Nihon Kokyuki Gakkai Zasshi. 2005 Nov;43(11):683-8.
A 37-year-old-woman was admitted to our hospital because of chest bilateral reticular shadow with fever, cough, general malaise and exertional dyspnea in the summer. A diagnosis of summer-type hypersensitivity pneumonitis (SHP) was made by radiological, serological and histological examinations. Her 10-year-old daughter had chest reticular shadows and similar symptoms. These two patients were positive for serum anti-Trichosporon cutaneum (T. asahii, T. mucoides) antibodies and T. asahii was identified from cultured samples obtained from their house. They recovered spontaneously after hospitalization or isolation from the antigen. We reviewed the clinical features in sixteen families with familial SHP reported in Japan. Children aged under 15 years old accounted for 34% and there was no gender difference among patients. This finding differs from the conventionally defined features of patients with SHP. Measurements of serum KL-6, SP-D and SP-A seem to be useful for auxiliary diagnosis and monitoring the disease activity of SHP, especially in pediatric cases who cannot undergo invasive evaluation.
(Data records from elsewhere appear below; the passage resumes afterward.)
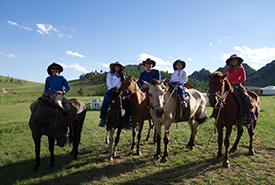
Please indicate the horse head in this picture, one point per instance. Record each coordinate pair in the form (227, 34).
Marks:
(218, 85)
(157, 90)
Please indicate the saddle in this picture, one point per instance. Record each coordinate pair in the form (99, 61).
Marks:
(182, 114)
(244, 118)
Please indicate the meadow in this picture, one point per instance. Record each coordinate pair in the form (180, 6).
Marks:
(184, 166)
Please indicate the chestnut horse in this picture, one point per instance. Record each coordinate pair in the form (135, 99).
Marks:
(226, 112)
(140, 109)
(163, 111)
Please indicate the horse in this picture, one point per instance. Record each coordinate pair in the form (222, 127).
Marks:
(48, 119)
(116, 119)
(163, 111)
(140, 109)
(226, 111)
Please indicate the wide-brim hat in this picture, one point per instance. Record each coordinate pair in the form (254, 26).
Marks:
(181, 61)
(149, 60)
(112, 65)
(49, 70)
(240, 60)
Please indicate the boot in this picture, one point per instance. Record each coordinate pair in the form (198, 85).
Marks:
(252, 114)
(102, 123)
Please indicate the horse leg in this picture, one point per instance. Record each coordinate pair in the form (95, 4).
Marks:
(194, 127)
(51, 148)
(37, 142)
(140, 126)
(158, 132)
(149, 131)
(166, 142)
(220, 137)
(77, 139)
(116, 141)
(239, 135)
(134, 130)
(251, 135)
(226, 163)
(111, 139)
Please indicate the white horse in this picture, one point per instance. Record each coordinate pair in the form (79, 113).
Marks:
(163, 111)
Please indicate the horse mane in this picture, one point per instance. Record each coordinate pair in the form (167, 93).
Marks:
(49, 102)
(228, 86)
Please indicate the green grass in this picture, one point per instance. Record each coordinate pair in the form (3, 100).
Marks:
(17, 153)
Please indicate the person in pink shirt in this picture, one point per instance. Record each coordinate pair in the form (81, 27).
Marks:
(236, 75)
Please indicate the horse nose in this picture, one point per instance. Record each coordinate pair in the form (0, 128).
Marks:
(159, 112)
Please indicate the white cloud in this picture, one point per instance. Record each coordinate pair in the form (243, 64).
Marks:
(159, 61)
(45, 29)
(75, 67)
(104, 65)
(10, 56)
(256, 58)
(75, 54)
(19, 26)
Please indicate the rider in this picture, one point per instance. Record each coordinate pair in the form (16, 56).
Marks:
(236, 75)
(149, 74)
(114, 79)
(54, 87)
(179, 78)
一名37岁女性因夏季出现双侧胸部网状阴影、发热、咳嗽、全身乏力及劳力性呼吸困难而入院。通过放射学、血清学和组织学检查确诊为夏季型过敏性肺炎(SHP)。她10岁的女儿也有胸部网状阴影及类似症状。这两名患者血清抗皮状丝孢酵母菌(浅白隐球菌、粘液丝孢酵母菌)抗体呈阳性,且从其家中采集的培养样本中鉴定出了浅白隐球菌。她们在住院或脱离抗原后自行康复。我们回顾了日本报道的16个家族性SHP家庭的临床特征。15岁以下儿童占34%,患者之间无性别差异。这一发现与传统定义的SHP患者特征不同。血清KL-6、SP-D和SP-A的检测似乎有助于SHP的辅助诊断和疾病活动监测,尤其是在无法进行侵入性评估的儿科病例中。